Name: Baldness cures.
Age: Hundreds of years old.
Appearance: Suspiciously hirsute.
Wait, they’ve cured baldness? For the sake of argument, let’s say yes.
This is huge! Tell me everything. Well, a recent piece in the Cut detailed the rise in platelet-rich plasma (PRP) therapy – a treatment where balding men can have their blood centrifuged and injected into their scalps.
Amazing! And it works? Again, for the sake of argument …
This sounds ominous. Sure, according to Harvard Health the treatment is painful and expensive. And you usually need to supplement it with a daily regimen of pills. And you need to be injected every six months. And if you stop either the injections or the pills, your hair will fall out again. But still …
So you have to enter into an expensive lifetime contract to get your hair back? Well, about that. PRP doesn’t so much make your hair grow back as stop you from balding any further. Anyway …

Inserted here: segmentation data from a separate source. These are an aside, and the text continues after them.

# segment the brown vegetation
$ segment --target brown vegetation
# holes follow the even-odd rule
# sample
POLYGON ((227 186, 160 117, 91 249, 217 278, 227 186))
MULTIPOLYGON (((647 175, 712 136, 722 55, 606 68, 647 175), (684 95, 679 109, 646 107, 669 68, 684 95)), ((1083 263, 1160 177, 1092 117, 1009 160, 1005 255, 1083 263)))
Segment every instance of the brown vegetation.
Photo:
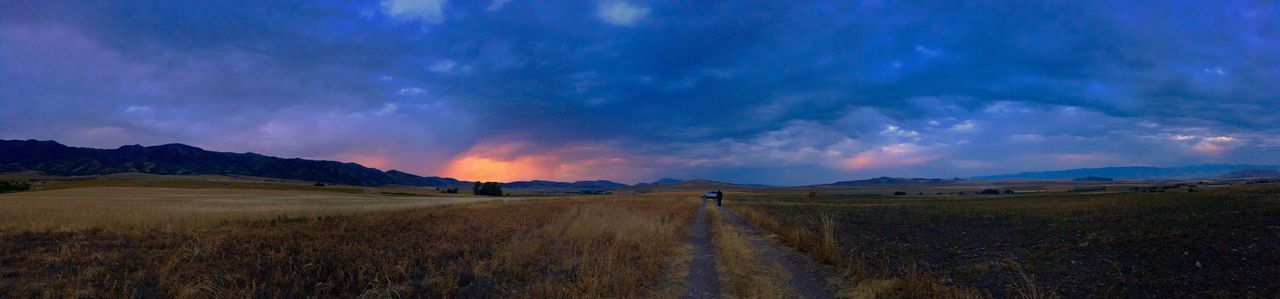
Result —
POLYGON ((716 245, 716 270, 719 272, 721 294, 732 298, 794 298, 778 264, 765 263, 759 252, 748 244, 746 234, 728 224, 714 206, 707 212, 716 245))
POLYGON ((669 296, 691 201, 541 199, 164 231, 0 230, 0 296, 669 296))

This sounds awful. Hey, there are always transplants.
Are they better? That depends on your definition of cure. A transplant doesn’t make your hair grow back either, but instead painstakingly moves follicles from the part of your head that does have hair to the part of your hair that doesn’t. Again, it’s very expensive, but this time there’s the added risk of you ending up on a TikTok compilation of bald men with bleeding heads stumbling around Turkish airports.
I thought you said they’d cured baldness. Oh please, you must be wise to this by now. Every few years we say that we’re on the brink of curing baldness with some madcap new technology, and every few years insecure men hand over the entire contents of their bank accounts to try it out.
Every few years? Sure. This publication alone heralded upcoming baldness cures in 2023 and 2018 and 2016 and 2011 and 2007 and 1999 and …
OK, OK, I get it. But why are men so keen on finding a cure? Because nobody wants to be bald, do they? If you have hair you’re still young and virile, but if you’re bald you look like an old, angry potato. Plus, study after study points out the negative impact that baldness has on men, from their self-confidence to their romantic and career prospects. Wouldn’t you do something about it if you could?
Not if it was painful and expensive. Shh, there’s money to be made here. As one PRP provider put it: “The hair-growth industry is almost like where skincare was 10 to 15 years ago.”
You mean they’ve figured out how to panic people into overspending on products that don’t actually work very well? Now you’re getting it. Welcome aboard!
Do say: “I’m going to try PRP.”
Don’t say: “Because my common sense died with my follicles.”